There’s no end of reasons to hate on fake meat, but the ultra-processed, pathetically aspirational, environmentally shifty stuff does have one thing going for it: it’s not fake seafood.

That’s the first thing that came to mind when the Kung Fu Hoagies cart returned to its customary weekday spot at 38th and Sansom streets at the end of March, ending several weeks of personal lunch-hour deprivation caused by owners Paul Davis and Steve Renzi’s recent jaunt to Saigon. I arrived licking my lips at the prospect of some fresh Vietnamese inspiration, only to find the following special scrawled on the wood placard dangling above their compact wares: Veggie “Shrimp” Fried Rice.

Back at the office, I looked it up. Insofar as veggie is an abbreviation for vegetable, the guys might have considered another word.  My Google search yielded a product whose first six ingredients were water, curdlan gum, refined konjac powder, modified tapioca starch, potato starch, and raw cane sugar. The smaller species in my $2.50 cup of fried rice were noticeably different (lacking cosmetic orange shrimp-like markings, they really seemed closer to spongy cashews), but when you come right down to it, a fake shrimp is a fake shrimp.
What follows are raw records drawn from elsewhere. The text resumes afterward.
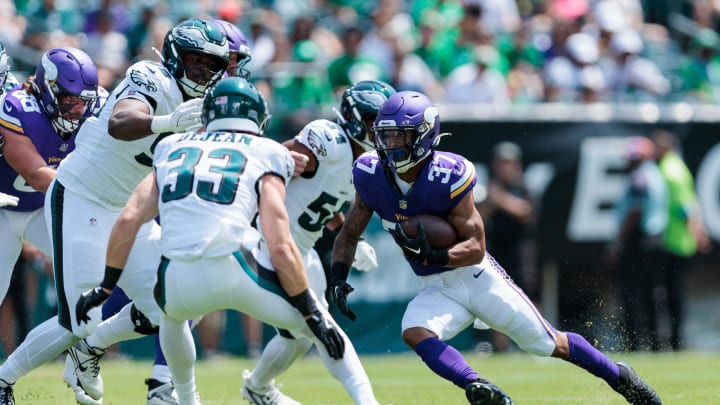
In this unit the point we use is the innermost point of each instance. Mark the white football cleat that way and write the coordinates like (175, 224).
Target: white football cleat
(86, 361)
(268, 395)
(81, 397)
(160, 393)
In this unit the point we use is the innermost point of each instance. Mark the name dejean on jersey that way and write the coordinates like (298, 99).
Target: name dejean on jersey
(217, 137)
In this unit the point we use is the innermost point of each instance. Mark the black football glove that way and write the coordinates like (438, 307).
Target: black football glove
(328, 334)
(340, 290)
(418, 249)
(89, 300)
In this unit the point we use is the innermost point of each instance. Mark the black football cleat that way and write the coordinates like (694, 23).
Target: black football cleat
(633, 388)
(481, 392)
(6, 395)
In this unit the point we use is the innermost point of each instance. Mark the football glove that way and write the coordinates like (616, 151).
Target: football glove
(87, 301)
(418, 249)
(7, 200)
(340, 290)
(365, 257)
(185, 116)
(328, 334)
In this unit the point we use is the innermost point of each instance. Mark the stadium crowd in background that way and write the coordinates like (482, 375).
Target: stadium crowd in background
(518, 52)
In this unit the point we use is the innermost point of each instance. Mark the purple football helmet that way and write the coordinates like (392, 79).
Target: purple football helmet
(4, 65)
(407, 130)
(238, 46)
(65, 79)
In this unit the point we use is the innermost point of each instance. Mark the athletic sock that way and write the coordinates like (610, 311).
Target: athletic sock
(584, 355)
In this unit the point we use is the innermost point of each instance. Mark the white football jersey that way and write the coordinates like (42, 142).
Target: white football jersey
(208, 183)
(105, 169)
(312, 202)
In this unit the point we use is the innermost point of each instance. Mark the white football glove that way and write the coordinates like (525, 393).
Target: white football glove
(7, 200)
(185, 116)
(365, 257)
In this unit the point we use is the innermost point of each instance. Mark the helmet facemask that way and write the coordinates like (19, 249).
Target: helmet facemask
(359, 106)
(404, 147)
(196, 53)
(66, 84)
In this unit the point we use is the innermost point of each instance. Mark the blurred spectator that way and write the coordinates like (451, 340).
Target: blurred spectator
(300, 91)
(16, 312)
(119, 15)
(575, 76)
(49, 26)
(140, 30)
(12, 25)
(149, 48)
(525, 59)
(260, 40)
(457, 44)
(410, 72)
(607, 17)
(633, 78)
(642, 219)
(478, 81)
(388, 21)
(498, 15)
(684, 236)
(699, 70)
(108, 48)
(352, 67)
(509, 215)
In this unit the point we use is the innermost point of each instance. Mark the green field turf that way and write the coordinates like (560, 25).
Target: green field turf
(685, 378)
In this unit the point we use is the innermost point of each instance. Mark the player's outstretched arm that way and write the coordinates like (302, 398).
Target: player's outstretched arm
(470, 229)
(356, 220)
(140, 208)
(7, 200)
(131, 119)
Its culinary function depends entirely on an indifferent palate and the suspension of disbelief.

So it’s a little strange to admit that Kung Fu Hoagies has become one of my trusty standbys over the past few months. Almost everything they serve contains fake flesh. Vegan ham, vegan beef, chick’n meatballs: it’s like a greatest hits album of conceptually revolting edible food-like substances.

But here’s the thing: Davis and Renzi manage to transcend it. I couldn’t for the life of me figure out what I was supposed to be appreciating about those spongy shrimp simulacra, but everything else made up for their strangeness: the funky fermented beans; the spicy pickled chili shreds; the clean, watercrisp scallions. Worth every penny of $2.50.  (Lose the “shrimp” and it would have been worth $3!)

That didn’t rank among my favorite daily/weekly specials. I’m partial to Kung Fu’s yellow curry, whose tofu, squash, mushrooms and leafy greens constitute the sort of vegetarian cooking I can get behind. (Meaning, the kind where actual vegetables are on the marquee.)

But the main reason I keep coming back to Kung Fu is the “meatball” banh mi sandwich—which is neither as simple or as faux-meaty as it first seems. For one thing, Davis and Renzi make the meatballs from scratch, using tofu (a venerable food that bears no relation to mock duck or false shrimp) as a base. They’re tender, not too spongy, and yet don’t fall to pieces when you bite one halfway through. They’re braised in a mild red sauce that plays second fiddle to the normal banh mi accouterments: cilantro, pickled carrot and daikon, cucumber, a little spicy sauce, and some perfectly respectable vegan mayo if you want it. If you know what’s good for you, you’ll also ask for a dash of deep-fried red onions; you’ll see the gigantic container sitting there.

And you’ll pay a whopping $4. Which I will freely admit is another reason I count myself a loyal Kung Fu customer. In these days of the $15 Stuff White People Like pork belly banh mi, it’s nice to see a couple wide-smiling West Philly karate-chopping half-hippies doing their own twist on the sandwich for the same price it fetches in the Asian shopping plazas on Washington Avenue.

Just as long as they don’t expect me to add vegan ham for an extra buck.